As the leader accountable for patient experience, I watched as leaders around me struggled to understand how to respond to the voice of their patients. Teams desperately wanted to do the right thing, but were burdened by the complexity of the system and by competing priorities that overwhelmed their days. They wanted to understand their patient experience data and respond in a way that would change the experience their teams were providing. However, they felt trapped by the inadequate information provided by traditional surveys and frustrated that nothing they seemed to do had any impact.
When they would call me to their offices to review their data and make recommendations of what they could do (remember, they all desperately wanted to do the right thing!), they were often surprised by my response. Instead of pressuring them to study that data and continue to search for answers within the feedback directly from patients, I would often encourage them to stop looking at their patient experience data and instead focus on their employees.
Now, don’t get me wrong. I was not telling them that the voice of their patients and families did not matter. In fact, my intention was quite the opposite. My hope was that if leaders could feel a little relief from the burden of work and turn their attention to the wellbeing and engagement of their people, they would ultimately see the dual benefit of improved employee experience leading to improved patient experience.
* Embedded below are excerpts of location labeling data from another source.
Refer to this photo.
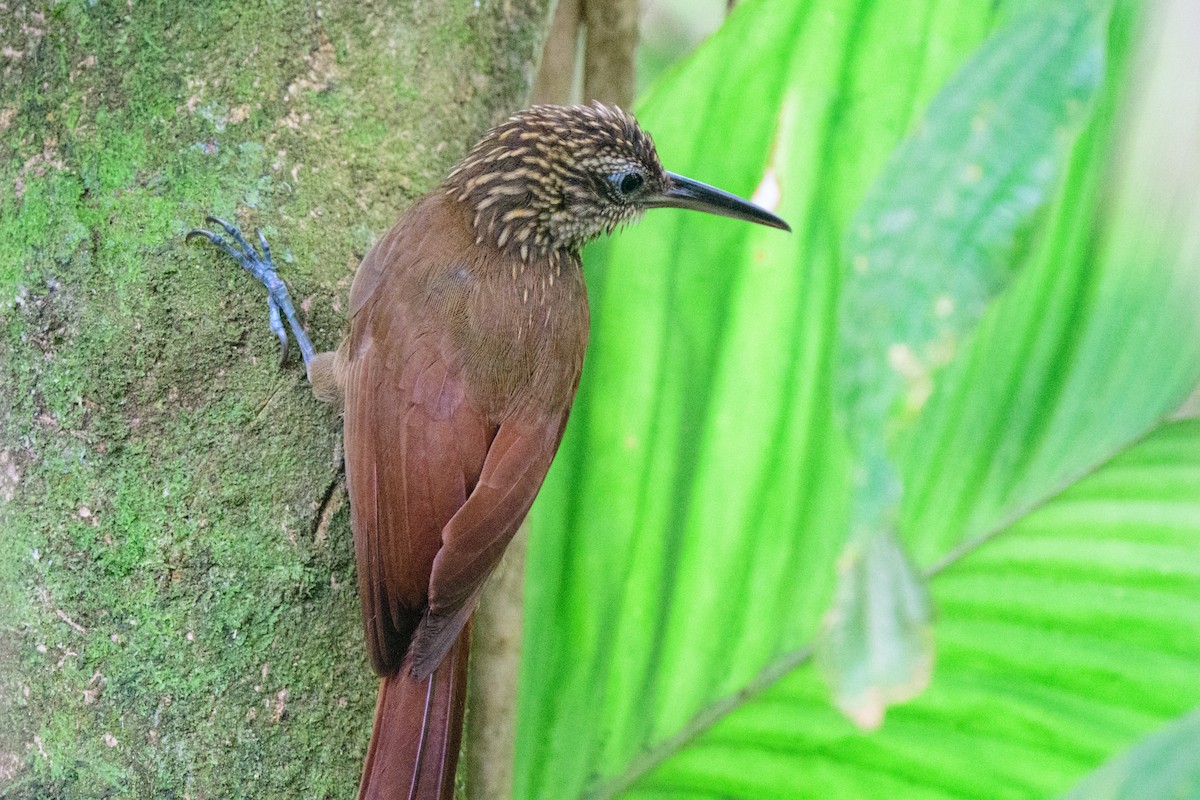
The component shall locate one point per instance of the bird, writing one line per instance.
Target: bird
(468, 324)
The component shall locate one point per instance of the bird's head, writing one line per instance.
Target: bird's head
(553, 178)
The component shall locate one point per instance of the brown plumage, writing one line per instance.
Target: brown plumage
(468, 325)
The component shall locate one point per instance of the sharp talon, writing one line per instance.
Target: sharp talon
(261, 266)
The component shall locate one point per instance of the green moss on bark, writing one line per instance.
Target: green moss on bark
(178, 608)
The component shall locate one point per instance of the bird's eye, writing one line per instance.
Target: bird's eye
(627, 182)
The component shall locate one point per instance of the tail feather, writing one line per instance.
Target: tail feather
(418, 731)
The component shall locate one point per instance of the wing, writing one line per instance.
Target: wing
(474, 540)
(414, 443)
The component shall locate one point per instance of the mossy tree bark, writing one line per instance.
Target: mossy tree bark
(178, 600)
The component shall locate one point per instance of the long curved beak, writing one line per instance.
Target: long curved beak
(685, 193)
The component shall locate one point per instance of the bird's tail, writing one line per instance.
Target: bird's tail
(418, 729)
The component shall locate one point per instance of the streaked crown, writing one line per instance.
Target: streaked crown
(552, 178)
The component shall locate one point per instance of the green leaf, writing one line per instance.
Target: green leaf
(933, 242)
(685, 545)
(1163, 764)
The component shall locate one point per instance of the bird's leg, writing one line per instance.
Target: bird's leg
(279, 301)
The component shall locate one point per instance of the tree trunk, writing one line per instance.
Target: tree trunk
(178, 603)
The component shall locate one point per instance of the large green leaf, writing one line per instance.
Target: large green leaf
(933, 242)
(684, 547)
(1162, 765)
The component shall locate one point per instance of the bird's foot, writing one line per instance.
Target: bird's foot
(279, 301)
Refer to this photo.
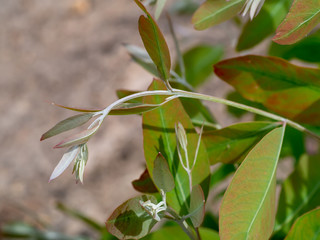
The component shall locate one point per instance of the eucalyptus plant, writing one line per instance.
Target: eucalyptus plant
(183, 142)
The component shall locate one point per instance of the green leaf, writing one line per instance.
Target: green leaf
(232, 144)
(141, 57)
(154, 43)
(308, 49)
(159, 8)
(264, 24)
(197, 206)
(78, 138)
(162, 176)
(306, 226)
(219, 174)
(176, 233)
(77, 109)
(248, 206)
(130, 220)
(65, 161)
(213, 12)
(198, 112)
(67, 124)
(159, 136)
(198, 63)
(123, 93)
(284, 88)
(134, 108)
(300, 193)
(303, 16)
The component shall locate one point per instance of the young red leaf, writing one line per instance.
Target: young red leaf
(248, 206)
(303, 16)
(232, 144)
(130, 220)
(284, 88)
(213, 12)
(264, 24)
(162, 176)
(67, 124)
(155, 43)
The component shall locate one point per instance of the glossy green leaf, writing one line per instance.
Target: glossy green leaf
(130, 220)
(264, 24)
(248, 206)
(162, 176)
(232, 144)
(300, 193)
(303, 16)
(154, 43)
(306, 226)
(67, 124)
(78, 138)
(197, 206)
(176, 233)
(198, 63)
(284, 88)
(308, 49)
(219, 174)
(144, 184)
(141, 57)
(213, 12)
(159, 136)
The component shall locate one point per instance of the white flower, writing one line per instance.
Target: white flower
(254, 6)
(154, 209)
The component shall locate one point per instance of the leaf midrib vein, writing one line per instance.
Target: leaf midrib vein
(211, 15)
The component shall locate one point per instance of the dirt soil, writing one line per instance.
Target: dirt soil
(71, 52)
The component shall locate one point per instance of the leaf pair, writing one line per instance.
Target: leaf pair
(289, 90)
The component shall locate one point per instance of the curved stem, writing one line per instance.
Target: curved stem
(199, 96)
(186, 94)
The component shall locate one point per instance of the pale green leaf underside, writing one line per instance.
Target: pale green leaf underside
(248, 207)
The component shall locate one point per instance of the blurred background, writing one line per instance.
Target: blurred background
(71, 52)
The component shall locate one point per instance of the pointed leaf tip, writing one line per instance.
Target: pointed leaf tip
(65, 161)
(162, 176)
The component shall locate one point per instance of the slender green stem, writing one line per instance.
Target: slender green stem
(199, 96)
(186, 94)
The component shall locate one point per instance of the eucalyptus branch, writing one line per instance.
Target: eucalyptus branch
(181, 93)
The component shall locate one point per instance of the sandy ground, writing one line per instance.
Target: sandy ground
(71, 52)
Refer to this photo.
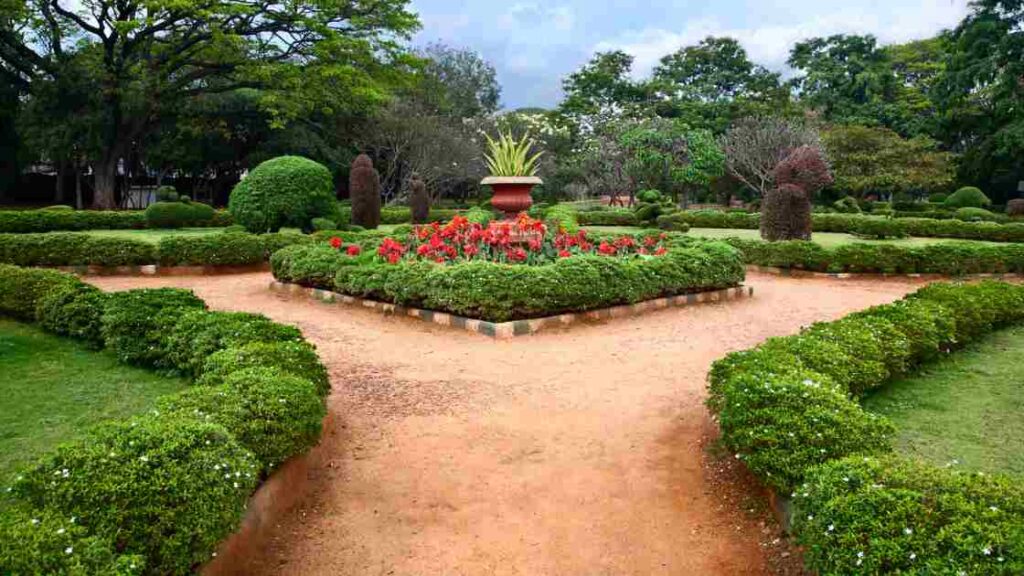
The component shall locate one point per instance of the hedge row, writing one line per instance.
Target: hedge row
(790, 410)
(501, 292)
(952, 258)
(866, 225)
(157, 493)
(57, 249)
(22, 221)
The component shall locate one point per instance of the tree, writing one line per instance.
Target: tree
(461, 83)
(754, 147)
(147, 57)
(980, 93)
(602, 86)
(865, 160)
(668, 156)
(847, 78)
(711, 84)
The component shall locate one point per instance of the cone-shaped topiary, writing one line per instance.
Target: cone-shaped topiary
(288, 191)
(365, 189)
(419, 200)
(785, 214)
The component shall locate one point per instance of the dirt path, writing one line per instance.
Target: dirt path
(576, 452)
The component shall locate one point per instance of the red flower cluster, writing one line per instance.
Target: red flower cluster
(522, 241)
(351, 249)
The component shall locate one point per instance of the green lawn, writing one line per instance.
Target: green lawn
(827, 239)
(53, 389)
(968, 407)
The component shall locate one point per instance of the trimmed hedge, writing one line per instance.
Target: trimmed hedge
(157, 493)
(788, 409)
(501, 292)
(859, 224)
(67, 249)
(953, 258)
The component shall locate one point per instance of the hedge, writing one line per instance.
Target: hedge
(790, 410)
(866, 225)
(156, 494)
(23, 221)
(67, 248)
(502, 292)
(953, 258)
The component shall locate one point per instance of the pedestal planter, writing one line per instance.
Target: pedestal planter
(511, 193)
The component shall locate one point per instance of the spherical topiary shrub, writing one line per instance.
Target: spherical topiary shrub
(288, 191)
(968, 197)
(1015, 208)
(419, 200)
(365, 188)
(785, 214)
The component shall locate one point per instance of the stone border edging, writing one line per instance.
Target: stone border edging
(507, 330)
(799, 273)
(157, 270)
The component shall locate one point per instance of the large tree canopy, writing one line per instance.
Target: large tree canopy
(144, 58)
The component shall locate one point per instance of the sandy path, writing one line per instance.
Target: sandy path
(574, 452)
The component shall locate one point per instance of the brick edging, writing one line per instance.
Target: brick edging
(157, 270)
(798, 273)
(506, 330)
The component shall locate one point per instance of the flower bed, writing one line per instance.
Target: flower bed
(788, 409)
(512, 272)
(70, 249)
(22, 221)
(157, 493)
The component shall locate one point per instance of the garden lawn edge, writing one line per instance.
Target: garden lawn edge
(508, 330)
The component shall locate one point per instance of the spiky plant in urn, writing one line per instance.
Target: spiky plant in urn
(513, 172)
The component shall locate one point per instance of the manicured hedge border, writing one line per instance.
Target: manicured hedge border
(953, 258)
(23, 221)
(70, 249)
(788, 409)
(502, 292)
(866, 225)
(156, 494)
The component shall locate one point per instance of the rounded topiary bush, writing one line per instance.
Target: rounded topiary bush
(167, 488)
(288, 191)
(968, 197)
(1015, 208)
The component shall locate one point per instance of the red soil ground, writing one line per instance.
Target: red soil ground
(583, 451)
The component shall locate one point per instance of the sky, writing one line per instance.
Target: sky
(534, 45)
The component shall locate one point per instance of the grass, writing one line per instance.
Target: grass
(53, 389)
(826, 239)
(967, 409)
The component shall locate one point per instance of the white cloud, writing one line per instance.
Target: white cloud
(769, 44)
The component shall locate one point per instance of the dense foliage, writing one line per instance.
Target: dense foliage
(287, 191)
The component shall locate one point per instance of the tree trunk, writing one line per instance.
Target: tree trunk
(105, 182)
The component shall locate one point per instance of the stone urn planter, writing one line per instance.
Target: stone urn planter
(511, 193)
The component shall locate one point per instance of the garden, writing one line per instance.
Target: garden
(253, 221)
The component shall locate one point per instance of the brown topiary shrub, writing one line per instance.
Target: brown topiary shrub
(785, 214)
(1015, 208)
(805, 167)
(419, 200)
(365, 189)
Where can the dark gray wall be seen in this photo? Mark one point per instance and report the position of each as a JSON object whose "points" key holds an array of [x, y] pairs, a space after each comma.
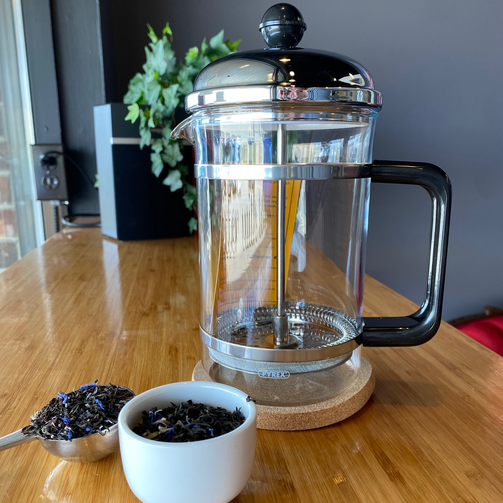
{"points": [[42, 70], [439, 67], [79, 68]]}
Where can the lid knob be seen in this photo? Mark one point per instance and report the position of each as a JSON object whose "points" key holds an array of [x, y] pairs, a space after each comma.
{"points": [[282, 26]]}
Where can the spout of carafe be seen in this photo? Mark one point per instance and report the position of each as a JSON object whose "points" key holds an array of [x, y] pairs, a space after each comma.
{"points": [[184, 130]]}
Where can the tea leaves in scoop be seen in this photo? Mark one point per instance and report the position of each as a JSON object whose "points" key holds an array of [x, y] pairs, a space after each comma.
{"points": [[91, 409]]}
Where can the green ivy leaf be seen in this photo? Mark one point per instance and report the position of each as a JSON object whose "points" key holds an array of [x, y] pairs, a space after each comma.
{"points": [[152, 91], [134, 112], [185, 80], [218, 45], [204, 46], [158, 60], [143, 119], [145, 136], [167, 30], [157, 146], [151, 34], [217, 40], [162, 86], [157, 164], [172, 154], [192, 225], [170, 57], [151, 123], [173, 180], [191, 55], [171, 99]]}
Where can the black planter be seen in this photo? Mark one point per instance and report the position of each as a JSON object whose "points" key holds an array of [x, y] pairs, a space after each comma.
{"points": [[134, 203]]}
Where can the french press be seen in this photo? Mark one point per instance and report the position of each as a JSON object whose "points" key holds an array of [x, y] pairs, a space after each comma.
{"points": [[283, 142]]}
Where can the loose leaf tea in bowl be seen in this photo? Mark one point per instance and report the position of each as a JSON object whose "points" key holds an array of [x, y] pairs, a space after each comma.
{"points": [[188, 422], [91, 409]]}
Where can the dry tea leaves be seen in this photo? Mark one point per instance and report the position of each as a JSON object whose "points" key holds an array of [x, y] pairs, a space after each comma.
{"points": [[188, 422], [91, 409]]}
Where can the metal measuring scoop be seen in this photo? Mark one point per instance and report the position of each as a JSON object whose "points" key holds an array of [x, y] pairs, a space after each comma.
{"points": [[80, 450]]}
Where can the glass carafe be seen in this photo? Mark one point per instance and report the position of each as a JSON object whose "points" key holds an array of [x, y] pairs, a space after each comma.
{"points": [[283, 181]]}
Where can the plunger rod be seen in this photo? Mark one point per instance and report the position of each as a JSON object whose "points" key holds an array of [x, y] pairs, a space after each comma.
{"points": [[281, 320]]}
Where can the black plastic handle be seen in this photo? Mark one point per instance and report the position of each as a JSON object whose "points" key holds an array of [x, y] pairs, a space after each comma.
{"points": [[421, 326]]}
Does improved employee engagement lead to improved patient experience?
Well, the short answer is a resounding yes. Research clearly shows a correlation between the two. Study after study report that engaged employees lead to higher patient satisfaction, not to mention higher quality care and stronger financial margins. A recent study from nearly 150 VA medical centers over a three-year period shows that higher employee engagement correlated with higher patient satisfaction, lower nurse turnover and better call center performance.
The infamous article from HBR in 1994, titled Putting the Service Profit Chain to Work, has tremendous value in HCOs today. It’s quite simple actually: when you invest in taking care of your people, they are more productive and committed, resulting in a superior experience for your customers (ahem, patients) - and ultimately leads to strong financial performance. We don’t need more research to tell us these things are inextricably linked.
However, patient experience and employee experience are often separate initiatives today.
For as long as I have been leading experience work and for as hard as I tried to link these strategies, measuring the experience of our patients and the experience of our people has been siloed. We haven’t looked at the data in a comprehensive manner, much less gained insight in a way that drove improvement. The fact is, disconnected efforts often result in disconnected results.
There is tremendous opportunity to create an authentic connection between your patients and your employees. It takes cultural transformation and a commitment to activate your employees, and the result is a better experience all around.